O escândalo da manipulação de resultados no futebol demonstra a urgência de regular e fiscalizar sites e casas de apostas. A CPI das Apostas no Congresso promete trazer propostas para isso. A intenção do governo, já expressa, é criar uma secretaria no Ministério da Fazenda para certificar esses ambientes, além de acompanhar o volume de dinheiro movimentado e a arrecadação de impostos. Mas é duvidoso que essa seja a melhor estratégia para o país.
Permitidas a partir de 2018, as apostas movimentam, pelas estimativas do próprio governo, entre R$ 120 bilhões e R$ 150 bilhões (para ter uma base de comparação, as loterias da Caixa Econômica faturaram R$ 23 bilhões em 2022). De acordo com algumas estimativas, já operam algo como mil sites para apostar em partidas de futebol, cujos servidores e sedes ficam longe do alcance da Receita Federal. Não é à toa que o governo esteja de olho na dinheirama que passa ao largo de qualquer fiscalização.

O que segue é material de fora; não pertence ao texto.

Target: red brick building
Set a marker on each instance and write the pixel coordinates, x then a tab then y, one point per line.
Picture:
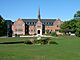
35	26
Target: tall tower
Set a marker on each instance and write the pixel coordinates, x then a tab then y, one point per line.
39	25
39	14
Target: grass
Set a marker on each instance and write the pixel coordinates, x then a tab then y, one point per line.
68	48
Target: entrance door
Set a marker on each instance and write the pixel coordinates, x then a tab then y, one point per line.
38	31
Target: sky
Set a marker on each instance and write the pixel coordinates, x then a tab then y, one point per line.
49	9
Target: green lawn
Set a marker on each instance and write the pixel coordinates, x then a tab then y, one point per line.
68	48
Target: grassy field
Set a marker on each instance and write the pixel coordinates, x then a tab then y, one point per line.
68	48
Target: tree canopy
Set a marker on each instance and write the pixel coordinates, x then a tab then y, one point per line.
2	26
73	24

Mas a visão meramente fiscalista da regulamentação das apostas on-line seria um erro. Criar um apêndice da Receita Federal no Ministério da Fazenda não basta para dar conta do desafio regulatório. A pasta é historicamente voltada para garantir a arrecadação e formular políticas econômicas. Não tem a cultura adequada para abrigar em sua estrutura um órgão destinado a lidar não apenas com as máfias tentando burlar regras para ganhar dinheiro fácil, mas com um universo que mistura saúde, tecnologia digital e esportes.

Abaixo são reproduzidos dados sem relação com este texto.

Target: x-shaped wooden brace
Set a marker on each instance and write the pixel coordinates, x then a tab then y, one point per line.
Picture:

O governo poderá até ficar satisfeito com a receita tributária dos jogos, e mesmo assim o futebol brasileiro continuar a perder credibilidade. Qualquer lance duvidoso alimenta discussões intermináveis. Se a fiscalização das casas de apostas não garantir que sejam confiáveis, haverá dúvida sobre a manipulação do resultado dos jogos. Torcedores se afastarão de estádios e transmissões, e o futebol brasileiro entrará numa crise inédita.
É necessário cercar a questão por todos os lados. A regulação precisa estabelecer controles para identificar contas com movimentações atípicas, que possam estar relacionadas a apostas em partidas fraudadas. De acordo com o advogado Pedro Simões, do escritório Duarte Garcia, Serra Netto e Terra, o Coaf, organismo que monitora transações financeiras, seria indicado para atuar nesse campo. Ele sugere ainda um valor máximo para as apostas mais sujeitas a fraude, como número de cartões ou pênaltis numa partida.
Há quem defenda uma agência específica, com a participação de Polícia Federal, Ministério Público, CBF e clubes. Na Espanha e na Alemanha, jogadores podem denunciar tentativas de aliciamento ou qualquer movimento suspeito em torno de um jogo, sob absoluto sigilo, por meio de um aplicativo. O importante é governo, CBF e clubes entenderem que no mundo das apostas no futebol e em qualquer outro jogo não se pode deixar brecha para a fraude, porque a credibilidade é o maior ativo do esporte.